Just wanted to do a quick post to check in and make sure everyone was ok and coping with lockdown 3.0?
I feel like I am on a rollercoaster. One minute I am grateful for the extra time we all get to spend together and so thankful for our home and safety, the next minute I feel claustrophobic and like we won’t ever get back to normal and I could just sit and cry. When it rains all day like today too, the thought of getting through the next few months feels impossible.
Then there is homeschool. (Or as Anna Mathur put it today, “emergency school”. I highly recommend looking her up to generally feel better about yourself, she speaks such sense.) I wasn’t sure who was going to cry first today, George or me as he took one whole hour to write a single sentence in his book. A sentence that contained only words he can spell. A sentence he had come up with. A sentence I repeated probably fifty thousand times.

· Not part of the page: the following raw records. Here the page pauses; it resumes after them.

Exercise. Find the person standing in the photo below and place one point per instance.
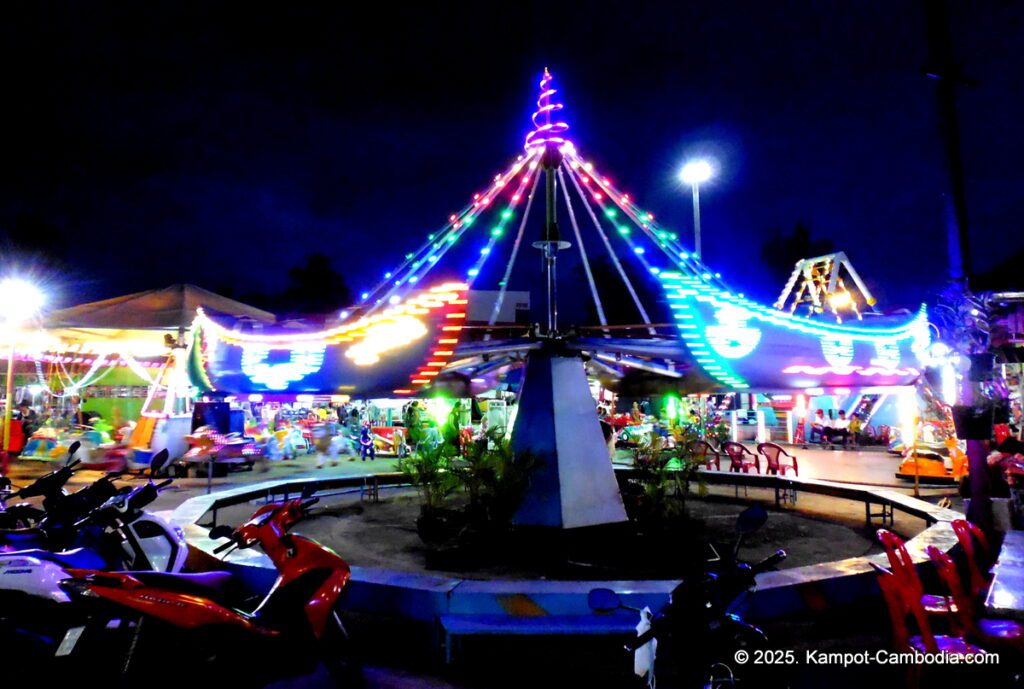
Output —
(840, 429)
(367, 442)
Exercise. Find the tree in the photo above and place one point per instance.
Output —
(314, 288)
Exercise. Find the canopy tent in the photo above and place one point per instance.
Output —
(169, 308)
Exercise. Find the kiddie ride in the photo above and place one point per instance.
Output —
(932, 463)
(210, 450)
(97, 446)
(701, 620)
(298, 619)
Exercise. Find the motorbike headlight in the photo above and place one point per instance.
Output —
(78, 588)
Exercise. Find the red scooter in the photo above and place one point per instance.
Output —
(192, 615)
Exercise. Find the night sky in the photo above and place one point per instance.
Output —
(215, 143)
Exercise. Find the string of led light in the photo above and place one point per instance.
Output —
(499, 230)
(583, 253)
(611, 252)
(503, 285)
(666, 240)
(404, 274)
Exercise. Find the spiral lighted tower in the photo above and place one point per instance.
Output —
(547, 139)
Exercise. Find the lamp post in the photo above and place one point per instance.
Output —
(19, 301)
(695, 173)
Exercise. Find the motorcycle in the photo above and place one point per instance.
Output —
(50, 487)
(298, 619)
(701, 620)
(117, 534)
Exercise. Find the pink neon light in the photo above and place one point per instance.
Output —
(848, 371)
(546, 132)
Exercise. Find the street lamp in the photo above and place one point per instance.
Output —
(19, 301)
(695, 173)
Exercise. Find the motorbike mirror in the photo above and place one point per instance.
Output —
(158, 462)
(751, 519)
(603, 600)
(72, 448)
(221, 531)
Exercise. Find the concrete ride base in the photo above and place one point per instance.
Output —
(573, 484)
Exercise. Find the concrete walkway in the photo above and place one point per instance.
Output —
(869, 468)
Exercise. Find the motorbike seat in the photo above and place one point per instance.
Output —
(201, 584)
(22, 535)
(80, 558)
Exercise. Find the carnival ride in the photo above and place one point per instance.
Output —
(687, 325)
(682, 324)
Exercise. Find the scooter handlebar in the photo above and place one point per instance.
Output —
(769, 561)
(634, 644)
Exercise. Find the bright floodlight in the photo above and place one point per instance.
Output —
(19, 300)
(695, 172)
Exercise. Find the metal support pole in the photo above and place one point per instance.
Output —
(549, 250)
(9, 405)
(696, 219)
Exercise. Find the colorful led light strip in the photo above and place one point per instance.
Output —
(498, 231)
(684, 292)
(667, 241)
(693, 329)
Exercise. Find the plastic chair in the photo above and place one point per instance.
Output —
(705, 453)
(737, 458)
(1003, 632)
(900, 608)
(977, 557)
(906, 575)
(772, 455)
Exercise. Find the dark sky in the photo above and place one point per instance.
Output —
(220, 143)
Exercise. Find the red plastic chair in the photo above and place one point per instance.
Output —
(737, 458)
(977, 557)
(773, 455)
(900, 608)
(906, 575)
(705, 453)
(999, 632)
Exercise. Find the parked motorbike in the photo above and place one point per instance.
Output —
(701, 620)
(298, 619)
(50, 487)
(117, 534)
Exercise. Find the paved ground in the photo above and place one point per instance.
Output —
(873, 468)
(863, 467)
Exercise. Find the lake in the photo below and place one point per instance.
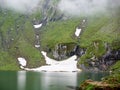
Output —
(24, 80)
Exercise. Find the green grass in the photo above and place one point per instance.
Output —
(116, 67)
(7, 62)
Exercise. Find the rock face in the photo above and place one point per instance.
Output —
(65, 50)
(103, 62)
(95, 85)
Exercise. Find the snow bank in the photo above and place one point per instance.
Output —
(77, 32)
(67, 65)
(22, 61)
(38, 25)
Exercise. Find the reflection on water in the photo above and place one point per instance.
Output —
(58, 80)
(23, 80)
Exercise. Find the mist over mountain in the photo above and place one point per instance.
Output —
(86, 7)
(22, 6)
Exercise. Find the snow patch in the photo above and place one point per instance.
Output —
(38, 25)
(22, 61)
(77, 32)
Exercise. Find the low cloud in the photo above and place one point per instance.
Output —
(85, 7)
(22, 6)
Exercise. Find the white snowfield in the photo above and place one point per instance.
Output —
(68, 65)
(38, 25)
(77, 32)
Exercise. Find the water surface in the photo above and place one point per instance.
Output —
(22, 80)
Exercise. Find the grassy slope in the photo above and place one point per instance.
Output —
(22, 45)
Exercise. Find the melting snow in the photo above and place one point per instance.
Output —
(69, 64)
(22, 61)
(77, 32)
(38, 26)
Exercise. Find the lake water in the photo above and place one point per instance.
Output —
(22, 80)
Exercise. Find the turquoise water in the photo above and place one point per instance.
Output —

I had to walk away in the end and down a luke warm cup of tea to try and calm myself. If it was socially acceptable to drink a gin and tonic at 10.15 in the morning, with a baby strapped to you, I would have strongly reconsidered the beverage choice. The alpen light bar I shoved in my mouth didn’t do much to help either. Damn you Weight Watchers!
In an attempt to regain my confidence as their newly appointed parent teacher, I sat down with Wilfred to write out some letters on a sheet. He did one then kept dropping his pencil, somehow in a painfully irritating slow motion. I did my best Mary Poppins impression to try and encourage and positively reinforce but no, the pencil was just “too slippery”.
Tomorrow is a new day though eh? We can and will get through this together! Tell me some of your own woeful tales to make me feel better about my own shortcomings today.